I found Strix somewhat fragile when it encountered recoverable upstream errors. For example, a test could fail when the connection to the LLM hosting backend was momentarily lost, or when the model hallucinated or misspelled the name of a tool it wanted to call. I summarized my experience in this GitHub issue. In most cases, retrying the LLM call should handle these failures gracefully, so retry logic should cover much of this. I even opened a PR with a change that fixed this issue for me in my fork.

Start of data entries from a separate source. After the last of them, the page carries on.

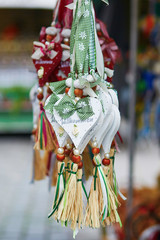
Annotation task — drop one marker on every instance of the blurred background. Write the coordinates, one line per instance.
(24, 206)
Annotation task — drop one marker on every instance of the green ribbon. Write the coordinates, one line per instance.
(92, 51)
(41, 130)
(106, 188)
(85, 192)
(106, 2)
(67, 107)
(58, 184)
(80, 35)
(58, 87)
(52, 100)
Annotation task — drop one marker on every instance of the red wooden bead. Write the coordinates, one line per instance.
(49, 38)
(34, 131)
(94, 88)
(76, 158)
(80, 165)
(78, 92)
(106, 161)
(49, 91)
(67, 90)
(94, 164)
(67, 151)
(95, 150)
(40, 96)
(60, 157)
(113, 144)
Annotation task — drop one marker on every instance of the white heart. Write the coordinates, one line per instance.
(86, 128)
(62, 138)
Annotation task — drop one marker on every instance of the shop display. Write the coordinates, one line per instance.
(76, 116)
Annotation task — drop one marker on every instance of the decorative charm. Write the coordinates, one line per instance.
(80, 117)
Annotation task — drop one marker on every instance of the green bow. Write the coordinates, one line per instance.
(52, 100)
(106, 1)
(67, 107)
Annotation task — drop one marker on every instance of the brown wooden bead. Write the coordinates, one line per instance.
(49, 91)
(99, 33)
(80, 165)
(94, 164)
(106, 161)
(49, 38)
(67, 90)
(40, 96)
(60, 157)
(66, 41)
(113, 144)
(95, 150)
(76, 158)
(34, 131)
(78, 92)
(94, 88)
(67, 152)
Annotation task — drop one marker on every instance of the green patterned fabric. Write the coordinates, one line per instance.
(58, 87)
(52, 100)
(67, 107)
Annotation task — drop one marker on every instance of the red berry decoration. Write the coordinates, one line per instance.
(95, 151)
(67, 90)
(67, 152)
(106, 161)
(80, 165)
(40, 96)
(78, 92)
(76, 158)
(60, 157)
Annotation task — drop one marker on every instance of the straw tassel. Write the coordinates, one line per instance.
(92, 210)
(78, 204)
(66, 206)
(46, 139)
(40, 164)
(88, 166)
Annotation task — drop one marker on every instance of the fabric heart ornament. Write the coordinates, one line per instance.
(79, 120)
(61, 135)
(46, 60)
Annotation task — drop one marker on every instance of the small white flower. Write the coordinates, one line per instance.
(79, 13)
(41, 72)
(86, 13)
(81, 66)
(86, 2)
(83, 35)
(82, 104)
(81, 47)
(75, 131)
(66, 110)
(60, 131)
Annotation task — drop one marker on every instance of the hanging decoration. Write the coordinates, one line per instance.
(79, 115)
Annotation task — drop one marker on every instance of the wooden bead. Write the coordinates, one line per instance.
(49, 38)
(78, 92)
(67, 152)
(60, 157)
(94, 164)
(113, 144)
(80, 165)
(106, 161)
(66, 41)
(67, 90)
(49, 91)
(94, 88)
(34, 131)
(95, 150)
(40, 96)
(76, 159)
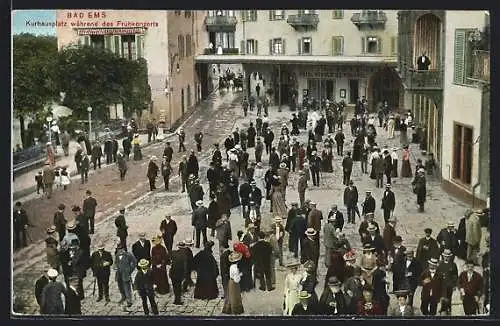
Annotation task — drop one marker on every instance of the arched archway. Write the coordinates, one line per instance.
(427, 39)
(384, 85)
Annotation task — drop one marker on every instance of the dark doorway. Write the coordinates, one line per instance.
(182, 101)
(353, 90)
(330, 89)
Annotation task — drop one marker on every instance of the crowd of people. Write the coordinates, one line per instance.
(357, 279)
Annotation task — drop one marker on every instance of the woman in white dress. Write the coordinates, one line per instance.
(292, 288)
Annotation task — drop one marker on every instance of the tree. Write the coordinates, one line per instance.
(33, 79)
(96, 77)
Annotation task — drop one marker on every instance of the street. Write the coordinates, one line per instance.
(147, 209)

The estimated per-run cost reported by Strix was also way off during my tests, but that is a minor issue.

As a former developer, I have some sympathy for issues like this, so they didn’t spoil the fun for me, but they are worth knowing about. If you are a reader from the future, they may already be fixed, as these are not fundamental design problems.

Conclusion

I didn’t expect such a big performance increase in Strix v1.0.4. I expected only a barely measurable improvement, somewhere just above the statistical noise of my testing.

So was I surprised by this big increase? Yes and no.

Lately, I have spent some time researching open source hackbots, or AI-assisted security tools. The research was not just about running tests or reading READMEs. I used my 20+ years of software development experience, read through the source code, and compared how these tools approach different phases of testing: planning, attack-surface discovery, tool orchestration, evidence collection, and finding validation. I’d like to turn that work into a short series of blog posts (please let me know if you are interested), but the outcome of my research was quite clear: Strix is arguably the most thought-through product in this category, with the most complex approach to the testing process. And I have hard data for this claim. I can prove it. I even have PowerPoint slides for it! 😄

Looking at it from that perspective, I am not actually all that surprised by the big step forward it made in v1.0.4. From what I saw in the source code, these guys know what they are doing.

I’m not sure how much further Strix can improve, but I will definitely be watching it closely.